Private Equity Investment in Nigeria: Investing in Infrastructure the Best Bet
With Private Equity deals in the US and much of Europe going bust over inability of banks to syndicate the huge loans necessary to fund "the mega buyouts" that became the norm over the past few years and the slowing down of stockmarkets in the same markets, somepeople have written off the ability of the private equity industry to generate alpha returns to its investors.
However, I believe the hope for the Industry lies in exploring uncharted terrritories and extracting more value from their portfolio companies by working with management to improve the performance of such companies. In exploring uncharted territories, few terrains are as unchartered, in Private Equity terms, as Nigeria. There exist substantial opportunities for principal investors in the Nigerian economy to generate higher returns than may be obtainable in Europe or America.

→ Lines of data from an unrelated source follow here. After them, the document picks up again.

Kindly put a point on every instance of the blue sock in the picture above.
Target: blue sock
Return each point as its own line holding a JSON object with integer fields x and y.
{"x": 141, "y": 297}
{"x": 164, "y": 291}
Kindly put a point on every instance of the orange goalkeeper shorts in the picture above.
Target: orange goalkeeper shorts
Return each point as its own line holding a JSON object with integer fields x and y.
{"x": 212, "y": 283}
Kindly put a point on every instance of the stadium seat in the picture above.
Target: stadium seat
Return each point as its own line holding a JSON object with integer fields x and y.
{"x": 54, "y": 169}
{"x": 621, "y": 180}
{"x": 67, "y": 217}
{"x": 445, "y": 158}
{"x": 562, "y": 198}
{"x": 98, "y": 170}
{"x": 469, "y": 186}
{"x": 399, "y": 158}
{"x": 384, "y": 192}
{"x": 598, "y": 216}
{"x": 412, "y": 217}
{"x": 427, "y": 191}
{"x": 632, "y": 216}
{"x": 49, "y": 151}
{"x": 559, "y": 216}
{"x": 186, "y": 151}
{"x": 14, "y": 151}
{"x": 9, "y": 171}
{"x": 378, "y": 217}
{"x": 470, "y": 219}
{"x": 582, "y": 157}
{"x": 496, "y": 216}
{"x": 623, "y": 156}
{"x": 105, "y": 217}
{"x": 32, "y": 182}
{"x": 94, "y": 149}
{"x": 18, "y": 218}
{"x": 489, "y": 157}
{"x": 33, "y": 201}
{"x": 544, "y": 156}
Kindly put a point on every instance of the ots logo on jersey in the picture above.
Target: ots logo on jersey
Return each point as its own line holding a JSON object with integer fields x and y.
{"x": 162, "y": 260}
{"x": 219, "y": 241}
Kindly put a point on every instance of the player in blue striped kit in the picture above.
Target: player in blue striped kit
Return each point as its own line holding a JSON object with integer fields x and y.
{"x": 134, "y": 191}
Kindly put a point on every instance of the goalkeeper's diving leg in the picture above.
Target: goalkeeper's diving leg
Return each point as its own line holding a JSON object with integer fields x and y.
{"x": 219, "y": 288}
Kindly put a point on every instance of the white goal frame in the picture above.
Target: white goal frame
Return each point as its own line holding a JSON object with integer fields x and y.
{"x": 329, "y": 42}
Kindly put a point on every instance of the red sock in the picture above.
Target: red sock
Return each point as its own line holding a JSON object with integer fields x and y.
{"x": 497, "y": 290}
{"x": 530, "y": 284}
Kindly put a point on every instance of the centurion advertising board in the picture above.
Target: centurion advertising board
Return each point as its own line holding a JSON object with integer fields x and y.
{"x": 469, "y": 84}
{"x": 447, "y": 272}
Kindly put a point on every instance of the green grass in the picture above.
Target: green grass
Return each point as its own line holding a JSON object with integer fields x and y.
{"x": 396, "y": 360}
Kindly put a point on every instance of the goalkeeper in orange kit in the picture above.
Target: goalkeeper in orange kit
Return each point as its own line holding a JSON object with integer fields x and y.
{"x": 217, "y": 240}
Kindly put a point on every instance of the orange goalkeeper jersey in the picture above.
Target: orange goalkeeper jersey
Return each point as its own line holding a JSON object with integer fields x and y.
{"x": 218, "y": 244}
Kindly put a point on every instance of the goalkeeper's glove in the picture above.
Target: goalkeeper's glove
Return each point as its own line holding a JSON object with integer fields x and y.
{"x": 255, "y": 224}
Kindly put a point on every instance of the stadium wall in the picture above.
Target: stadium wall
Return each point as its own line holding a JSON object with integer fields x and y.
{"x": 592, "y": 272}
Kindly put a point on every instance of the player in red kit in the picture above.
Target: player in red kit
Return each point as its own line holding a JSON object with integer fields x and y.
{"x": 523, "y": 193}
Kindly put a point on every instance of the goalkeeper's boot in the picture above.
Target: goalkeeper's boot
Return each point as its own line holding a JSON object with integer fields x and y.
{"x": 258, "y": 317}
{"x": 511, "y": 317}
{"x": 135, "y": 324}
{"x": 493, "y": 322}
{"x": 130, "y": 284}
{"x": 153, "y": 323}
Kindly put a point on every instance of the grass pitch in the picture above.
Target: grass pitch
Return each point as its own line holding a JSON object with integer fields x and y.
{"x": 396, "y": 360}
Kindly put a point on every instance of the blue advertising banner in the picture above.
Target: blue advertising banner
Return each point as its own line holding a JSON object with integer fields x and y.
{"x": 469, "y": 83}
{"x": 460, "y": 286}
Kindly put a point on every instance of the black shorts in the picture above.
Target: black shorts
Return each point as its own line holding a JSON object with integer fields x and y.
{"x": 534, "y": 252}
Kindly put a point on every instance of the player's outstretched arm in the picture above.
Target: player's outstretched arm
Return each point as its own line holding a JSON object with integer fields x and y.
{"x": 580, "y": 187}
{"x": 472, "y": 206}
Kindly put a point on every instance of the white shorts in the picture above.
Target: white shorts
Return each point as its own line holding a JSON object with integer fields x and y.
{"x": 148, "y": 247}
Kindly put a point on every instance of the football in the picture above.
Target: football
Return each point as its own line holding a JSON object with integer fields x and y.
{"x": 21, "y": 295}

In exploring PE opportunities in Nigeria, there are basically two options available to investors, these are: 1) Investments in Privately Held companies and 2) Investments in Infrastructure projects/deals. Although a number of PE firms, eg Helios, have made some investments in certain quoted companies such as FCMB, I believe this model will not generate superior returns to PE investors, once the Nigerian stock markets "cool down"and normalize. On the privately held company option, a major impediment will be the poor level of financial disclosure by priate companies in Nigeria. This coupled with their often weak corporate governance standards make investing in privately held companies in Nigeria a much more difficult exercise than is the norm in many parts of the world.
Investing in Infrastructure presents a very good investment opportunity, as Nigeria has extremely underdeveloped infrastructure and big rewards await those who can provide it. For instance, electricity supply in Nigeria falls far short of demand and as such most factories rely on "diesel guzzling" generators. There are a number of opportunities for PE firms to invest in Captive power plants that will generate electricity for sale to companies in a restricted area such as the Agbara Industrial area, Ikeja Industrial Estate etc. Furthermore, a company that can get a sustainable business model for providing a good transportation system for transporting large numbers of people in an efficient and comfortable manner.
An example of the gains from investing in Infrastructure is MTN Communications Nigeria, at the time of its creation in the year 2001, the country had less than 500,000 lines. In only Six years of operation, the company is probably the most important member of the MTN Group. The wide gap between the number of lines available and the effective demand for them, led to massive sales and very lucrative margins. Furthermore, PE firms can enter into Public-Private Partnerships to provide certain services to the populace. A very good example will be the concessioning of toll roads, a business model that has been perfected all over the world by Australia's Macquarie Bank, Airports, Sea ports etc. It is clear that Nigeria is on a path of sustained growth and it is clearer still that existing infrastructure in the country cannot keep up with the expected pace of growth. A good strategy may be to invest directly in infrastructure projects or to invest in companies, such as energy companies, port operators etc, with a high exposure to basic infrastructure.
There are profits to be made from investing in infrastructure and though it is not for the faint of heart, the likely gains compensate for the risks involved.